The night begins with a premiere by Emily Pedersen, described as a “new extraordinary talent” by Faber Music Publishing. Having already amassed a collection of compositional prizes and had her music performed up and down the country, the young composer finds herself on many a ones-to-watch list. Her music tends to focus around narrative, and is full of emotional charge – setting the perfect tone for the programme that follows.

Students playing in an orchestra
Robin Clewley.

Another hugely talented student – Winnie Su – takes to the stage to perform the piece with which she won the RNCM 2023 Concerto Competition: Beethoven’s 4th Piano Concerto. Gently spoken and remarkably poetic, the concerto’s intimate and unprecedented solo piano opening prepares the scene for one of Beethoven’s most profoundly introspective works.

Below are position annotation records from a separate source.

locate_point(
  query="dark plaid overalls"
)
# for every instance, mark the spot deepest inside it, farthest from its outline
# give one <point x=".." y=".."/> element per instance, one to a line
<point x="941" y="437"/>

Winnie says: “The moment you hear the first chord of Beethoven’s 4th Piano Concerto, you know you are in for something sublime. As a musician, embracing the multifaceted nature of this [work] is both a privilege and a challenge. We’re not just performers, we are also painters and actors. It’s a journey I eagerly anticipate sharing with my dearest friends playing in the orchestra and the audience at The Bridgewater Hall”.

Pianist Winnie Su. Image courtesy of the RNCM.

The evening finishes in monumental style with Mahler’s 1st Symphony, known aptly as ‘Titan’. Premiered in 1889, by the Budapest Philharmonic Orchestra under the baton of the composer himself, the symphony’s initial reception was rather… troubled. Audiences were bewildered by its extreme and dramatic changes of mood. Some reviewers even called it ‘grotesque’. This set-off a complicated history for the piece, with multiple changes, additions of programme notes, re-writes, removal of programme notes, until it finally reached the iteration that is cherished today.

Like many of Mahler’s works, his obsession with existentialism permeates every corner of this symphony. Mahler himself wrote about the final movement, “The hero is exposed to the most fearful combats and to all the sorrows of the world. He and his triumphant motifs are hit on the head again and again by Destiny. Only when he has triumphed over death, and when all the glorious memories of youth have returned with themes from the first movement, does he get the upper hand, and there is a great victorious chorale!”.

Students playing in an orchestra
Robin Clewley.

Packed with musical mastery and emotional depth, this promises to be a sensational concert at The Bridgewater Hall.